Carnival Corp. brands sold off the most ships during the pandemic, including six of Carnival Cruise Line’s Fantasy-class vessels.

The Fantasy-class ships were each 30 years old or younger, generally considered young to head to the graveyard. But that is where they went, contributing to an overall drop in the age of scrapped ships. From 2017 to 2019, the average age of a scrapped ship was 43. During the pandemic, that average age dropped to 37, according to Cruise Industry News. Carnival sister brand Costa Cruises’ Costa Victoria was also scrapped during the pandemic — at only 23 years old.

Meanwhile, some smaller cruise lines downsized or collapsed. For example, Bahamas Paradise Cruise Line sold one of its two ships for scrap and rebranded to the single-ship Margaritaville at Sea.

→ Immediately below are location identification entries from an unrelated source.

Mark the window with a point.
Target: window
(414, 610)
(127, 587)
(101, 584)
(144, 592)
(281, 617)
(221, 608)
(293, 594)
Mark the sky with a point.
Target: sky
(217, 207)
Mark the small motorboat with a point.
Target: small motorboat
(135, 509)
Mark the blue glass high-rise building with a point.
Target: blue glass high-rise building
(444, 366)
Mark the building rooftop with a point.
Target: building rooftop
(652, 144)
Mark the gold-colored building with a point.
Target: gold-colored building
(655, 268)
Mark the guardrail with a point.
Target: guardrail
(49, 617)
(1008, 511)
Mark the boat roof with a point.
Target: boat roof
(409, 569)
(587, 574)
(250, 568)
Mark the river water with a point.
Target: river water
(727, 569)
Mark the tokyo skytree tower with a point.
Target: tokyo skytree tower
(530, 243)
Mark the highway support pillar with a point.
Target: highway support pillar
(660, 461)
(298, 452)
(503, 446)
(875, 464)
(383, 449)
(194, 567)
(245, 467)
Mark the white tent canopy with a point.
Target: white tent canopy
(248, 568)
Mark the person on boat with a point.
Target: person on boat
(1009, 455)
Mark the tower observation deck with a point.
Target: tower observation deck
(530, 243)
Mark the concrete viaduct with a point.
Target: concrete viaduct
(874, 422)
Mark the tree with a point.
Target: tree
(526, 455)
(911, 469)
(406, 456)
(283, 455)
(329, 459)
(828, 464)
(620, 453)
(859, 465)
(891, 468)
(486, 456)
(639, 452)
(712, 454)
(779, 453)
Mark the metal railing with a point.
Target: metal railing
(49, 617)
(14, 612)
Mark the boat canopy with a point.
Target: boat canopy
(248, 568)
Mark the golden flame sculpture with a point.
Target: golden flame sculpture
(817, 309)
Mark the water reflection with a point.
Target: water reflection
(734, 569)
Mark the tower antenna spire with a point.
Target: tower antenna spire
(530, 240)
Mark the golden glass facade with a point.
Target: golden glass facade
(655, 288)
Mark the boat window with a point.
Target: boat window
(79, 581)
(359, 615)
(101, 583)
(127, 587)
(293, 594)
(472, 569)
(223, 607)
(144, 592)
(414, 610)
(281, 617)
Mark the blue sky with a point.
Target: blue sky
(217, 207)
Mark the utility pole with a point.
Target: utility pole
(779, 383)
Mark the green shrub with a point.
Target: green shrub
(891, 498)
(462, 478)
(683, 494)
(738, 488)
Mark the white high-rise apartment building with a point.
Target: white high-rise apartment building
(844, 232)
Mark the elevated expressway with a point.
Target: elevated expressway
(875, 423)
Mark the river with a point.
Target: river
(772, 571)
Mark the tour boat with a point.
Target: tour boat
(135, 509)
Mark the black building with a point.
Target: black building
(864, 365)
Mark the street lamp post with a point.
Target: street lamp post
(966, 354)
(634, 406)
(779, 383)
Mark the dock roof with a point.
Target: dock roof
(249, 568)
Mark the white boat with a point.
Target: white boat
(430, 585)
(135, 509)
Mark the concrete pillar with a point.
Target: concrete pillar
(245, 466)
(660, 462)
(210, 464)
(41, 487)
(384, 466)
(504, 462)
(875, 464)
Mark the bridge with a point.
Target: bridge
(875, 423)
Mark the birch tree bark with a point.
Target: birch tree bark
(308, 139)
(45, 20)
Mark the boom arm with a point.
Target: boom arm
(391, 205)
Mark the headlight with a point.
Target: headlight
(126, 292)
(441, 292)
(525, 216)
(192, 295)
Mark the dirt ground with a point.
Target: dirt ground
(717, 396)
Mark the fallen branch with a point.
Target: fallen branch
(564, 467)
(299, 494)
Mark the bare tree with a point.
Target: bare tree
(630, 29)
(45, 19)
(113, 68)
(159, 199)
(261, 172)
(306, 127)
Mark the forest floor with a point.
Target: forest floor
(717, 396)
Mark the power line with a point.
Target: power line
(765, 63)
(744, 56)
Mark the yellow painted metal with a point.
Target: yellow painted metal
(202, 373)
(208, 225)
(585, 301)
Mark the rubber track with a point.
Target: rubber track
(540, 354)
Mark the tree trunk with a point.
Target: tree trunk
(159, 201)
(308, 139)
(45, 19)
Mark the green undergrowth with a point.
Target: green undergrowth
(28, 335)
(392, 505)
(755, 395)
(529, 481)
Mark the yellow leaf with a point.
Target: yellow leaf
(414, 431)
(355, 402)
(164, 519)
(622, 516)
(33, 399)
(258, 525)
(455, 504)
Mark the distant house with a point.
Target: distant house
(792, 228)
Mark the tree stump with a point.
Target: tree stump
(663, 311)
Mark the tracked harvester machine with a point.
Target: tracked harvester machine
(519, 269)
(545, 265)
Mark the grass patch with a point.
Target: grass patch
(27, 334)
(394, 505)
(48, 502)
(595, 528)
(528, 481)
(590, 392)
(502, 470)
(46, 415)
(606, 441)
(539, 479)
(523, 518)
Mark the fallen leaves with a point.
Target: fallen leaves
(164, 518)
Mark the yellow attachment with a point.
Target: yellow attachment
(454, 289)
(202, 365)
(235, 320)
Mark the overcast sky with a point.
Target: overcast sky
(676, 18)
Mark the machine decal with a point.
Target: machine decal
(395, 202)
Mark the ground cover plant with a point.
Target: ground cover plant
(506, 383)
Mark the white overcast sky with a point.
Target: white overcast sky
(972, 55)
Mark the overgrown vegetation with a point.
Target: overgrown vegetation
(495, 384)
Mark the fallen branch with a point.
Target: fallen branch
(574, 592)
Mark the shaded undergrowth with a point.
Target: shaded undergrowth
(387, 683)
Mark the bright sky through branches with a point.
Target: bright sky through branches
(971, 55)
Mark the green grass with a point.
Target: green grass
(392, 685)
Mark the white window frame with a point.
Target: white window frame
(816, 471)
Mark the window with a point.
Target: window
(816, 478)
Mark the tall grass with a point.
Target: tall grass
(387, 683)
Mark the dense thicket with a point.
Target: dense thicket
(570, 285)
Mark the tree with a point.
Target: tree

Pullmantur, a Spanish brand jointly owned by Royal Caribbean Group that folded in 2020, scrapped its three ships, two former Royal Caribbean vessels and one from Celebrity Cruises.

While there are still more ships to be bought, “there are very few active, serious, capable buyers in all levels of ships,” Shaerf said. “I think there are very few cash-ready buyers.”

The price of steel also made scrapping ships more attractive in recent years, said Peter Knego, a cruise ship historian.

“Those ships went last year in such mass quantities because steel prices were really high,” he said. “So anything that was in layup was in demand, because there was demand.”

The price of steel has risen since the beginning of the pandemic, said Rye Druzin, associate editor of steel, pipe and tube for Argus Media, which tracks steel prices.

The price of heavy metal scrap is now 40% higher than it was in 2019, Druzin said, and hot rolled coil, another type of steel that can be stripped from cruise ships, has almost tripled in price since 2019.

“Cruise ships consume large amounts of flat steel and plate products, and while prices of both have declined in the last year, they remain at elevated levels compared to their historical averages,” he said.

The ‘greening’ of cruise fleets

Meanwhile, the retirement of older ships and the steady introduction of new vessels are making fleets younger and helping the industry work toward meeting its environmental sustainability goal of net-zero carbon cruising by 2050.

The 44 ships on order over the next five years will be more efficient and use newer technologies, said CLIA’s Salerno. For instance, new ships are often built with the capability to burn more than one type of fuel and will be able to utilize cleaner fuel sources once they become more readily available.

“There’s really a push to become more fuel efficient and to make use of newer types of fuels,” Salerno said. “Decarbonization and reducing greenhouse gas is becoming more energy efficient generally. So, the newer ships really aid in that. Not that the problem is completely solved, but it helps move it in the right direction.”